As for bone health concerns, “there is accumulating evidence that phosphorus added to the food supply may be contributing to the burden of osteoporosis in the population,” according to another paper from the symposium, published in the Annals of the New York Academy of Sciences. Several studies have noted a link, for example, between cola consumption and low bone density and fractures, possibly due to the cola’s high phosphorus content (though other factors—such as colas displacing milk and other healthier beverages—cannot be ruled out). The mineral is needed for healthy bones, but excess amounts may disrupt calcium absorption as well as hormonal regulation of phosphorus, calcium and vitamin D.
Additional studies suggest that excess phosphorus may contribute to other chronic diseases as well, including type 2 diabetes, some cancers and even obesity.
Colas versus beans
More research is needed to determine how much of a health risk a high phosphorus intake poses—and whether certain food sources are more harmful. It’s possible that inorganic phosphorus (the kind found in additives and thus in processed foods and some beverages) is a greater health risk because it is more easily absorbed, as is the organic phosphorus in meat, compared to that in plant foods (such as beans).
The calcium content of phosphorus-containing foods may also matter, and may mitigate potential problems. In fact, dairy foods (high in both phosphorus and calcium) lower blood pressure, which is why they are an integral part of the DASH (Dietary Approaches to Stop Hypertension) diet. Of course, a high phosphorus intake may simply be a marker for a less-healthful diet in general—that is, one rich in processed foods, soda and meat.
Bottom line: Many Americans greatly exceed the daily recommendation for phosphorus. As scientists continue to tease apart its possible adverse effects, one thing is certain: Following a predominantly whole-foods, plant-based diet and cutting back on processed foods, sodas and meat is the most healthful way to eat—and, as a result, will naturally lower your phosphorus intake, particularly of the inorganic form.

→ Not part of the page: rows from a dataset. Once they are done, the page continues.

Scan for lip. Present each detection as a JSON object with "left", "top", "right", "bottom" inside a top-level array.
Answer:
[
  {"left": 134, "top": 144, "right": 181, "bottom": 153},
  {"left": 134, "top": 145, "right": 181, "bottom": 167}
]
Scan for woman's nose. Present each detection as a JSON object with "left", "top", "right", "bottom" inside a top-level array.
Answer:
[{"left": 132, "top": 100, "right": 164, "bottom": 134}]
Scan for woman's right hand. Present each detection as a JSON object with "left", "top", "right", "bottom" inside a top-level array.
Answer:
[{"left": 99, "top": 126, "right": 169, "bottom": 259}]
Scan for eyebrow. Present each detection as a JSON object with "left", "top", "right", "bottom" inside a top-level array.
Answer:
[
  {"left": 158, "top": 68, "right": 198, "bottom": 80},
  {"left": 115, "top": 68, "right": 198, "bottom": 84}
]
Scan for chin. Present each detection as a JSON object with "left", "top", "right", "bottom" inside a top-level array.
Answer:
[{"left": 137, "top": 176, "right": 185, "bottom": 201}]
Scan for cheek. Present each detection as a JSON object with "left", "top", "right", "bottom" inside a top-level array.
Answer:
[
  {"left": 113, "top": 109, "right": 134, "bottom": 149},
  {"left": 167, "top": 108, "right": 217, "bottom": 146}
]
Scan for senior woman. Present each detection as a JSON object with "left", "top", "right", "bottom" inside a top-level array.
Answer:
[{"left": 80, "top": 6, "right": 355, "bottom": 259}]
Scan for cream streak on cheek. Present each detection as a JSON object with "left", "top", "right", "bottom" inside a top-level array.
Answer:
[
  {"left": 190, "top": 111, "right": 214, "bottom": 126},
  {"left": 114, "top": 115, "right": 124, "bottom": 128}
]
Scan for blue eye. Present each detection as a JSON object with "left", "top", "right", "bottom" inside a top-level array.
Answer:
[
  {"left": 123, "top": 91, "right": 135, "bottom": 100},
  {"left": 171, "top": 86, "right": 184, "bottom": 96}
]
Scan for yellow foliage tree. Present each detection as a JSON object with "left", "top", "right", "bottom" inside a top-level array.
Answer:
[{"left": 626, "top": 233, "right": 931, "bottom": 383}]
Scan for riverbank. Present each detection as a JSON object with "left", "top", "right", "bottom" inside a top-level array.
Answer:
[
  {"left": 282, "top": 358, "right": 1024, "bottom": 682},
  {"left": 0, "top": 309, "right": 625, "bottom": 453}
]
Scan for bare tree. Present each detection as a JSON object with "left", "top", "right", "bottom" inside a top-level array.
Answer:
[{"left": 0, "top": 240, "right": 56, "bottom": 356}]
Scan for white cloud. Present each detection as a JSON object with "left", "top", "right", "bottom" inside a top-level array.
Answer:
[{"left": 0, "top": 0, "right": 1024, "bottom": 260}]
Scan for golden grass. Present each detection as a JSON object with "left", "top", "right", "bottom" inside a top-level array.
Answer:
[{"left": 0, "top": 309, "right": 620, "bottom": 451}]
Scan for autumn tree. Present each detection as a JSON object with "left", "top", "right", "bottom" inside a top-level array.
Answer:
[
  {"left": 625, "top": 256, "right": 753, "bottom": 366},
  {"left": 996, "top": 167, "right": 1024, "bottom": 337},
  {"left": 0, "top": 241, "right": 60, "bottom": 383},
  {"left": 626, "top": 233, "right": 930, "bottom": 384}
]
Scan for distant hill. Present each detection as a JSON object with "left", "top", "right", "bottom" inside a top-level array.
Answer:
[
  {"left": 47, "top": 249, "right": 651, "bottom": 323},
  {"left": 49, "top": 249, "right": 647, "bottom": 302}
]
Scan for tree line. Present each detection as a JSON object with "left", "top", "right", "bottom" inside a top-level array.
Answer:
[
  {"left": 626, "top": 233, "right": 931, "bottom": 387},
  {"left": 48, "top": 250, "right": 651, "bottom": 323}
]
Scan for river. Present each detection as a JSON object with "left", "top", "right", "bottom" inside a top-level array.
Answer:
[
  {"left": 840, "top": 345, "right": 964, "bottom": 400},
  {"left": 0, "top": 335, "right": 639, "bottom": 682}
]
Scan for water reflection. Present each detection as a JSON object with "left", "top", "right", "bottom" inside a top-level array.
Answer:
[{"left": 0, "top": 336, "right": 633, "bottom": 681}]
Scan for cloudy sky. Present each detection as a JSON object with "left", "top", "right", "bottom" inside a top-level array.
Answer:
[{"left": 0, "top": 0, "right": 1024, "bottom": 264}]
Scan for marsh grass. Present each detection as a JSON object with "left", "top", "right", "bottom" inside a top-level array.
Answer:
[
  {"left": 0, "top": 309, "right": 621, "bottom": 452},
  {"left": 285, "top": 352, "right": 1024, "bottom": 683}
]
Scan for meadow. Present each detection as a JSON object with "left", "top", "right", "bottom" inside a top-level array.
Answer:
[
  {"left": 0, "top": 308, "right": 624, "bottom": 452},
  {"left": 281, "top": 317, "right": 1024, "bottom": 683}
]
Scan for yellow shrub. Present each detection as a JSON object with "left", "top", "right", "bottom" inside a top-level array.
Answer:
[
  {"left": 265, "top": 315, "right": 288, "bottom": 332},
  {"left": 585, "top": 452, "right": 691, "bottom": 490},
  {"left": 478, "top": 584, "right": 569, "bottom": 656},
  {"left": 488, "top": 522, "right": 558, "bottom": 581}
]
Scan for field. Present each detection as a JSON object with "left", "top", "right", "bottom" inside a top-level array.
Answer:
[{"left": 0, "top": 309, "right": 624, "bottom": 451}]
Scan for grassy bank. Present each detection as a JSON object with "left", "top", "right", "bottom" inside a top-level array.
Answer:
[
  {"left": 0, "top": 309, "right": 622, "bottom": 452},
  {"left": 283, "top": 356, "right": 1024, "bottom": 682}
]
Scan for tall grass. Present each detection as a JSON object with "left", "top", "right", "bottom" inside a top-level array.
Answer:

If you have chronic kidney disease, it’s particularly important to watch your phosphorus intake, with the guidance of your health care provider or a registered dietitian. Food manufacturers do not have to list the amount of phosphorus on labels. To avoid phosphorus-containing additives, check the ingredients lists of packaged foods for anything with “phosph-” or “phosphate” in the name—such as phosphoric acid, pyrophosphate, dipotassium phosphate, hexametaphosphate or diammonium phosphate. A 2013 study from Case Western Reserve University, published in the Journal of Renal Nutrition, found that 44 percent of top-selling grocery items in northeast Ohio contained such additives, especially frozen foods, dry food mixes and processed meats.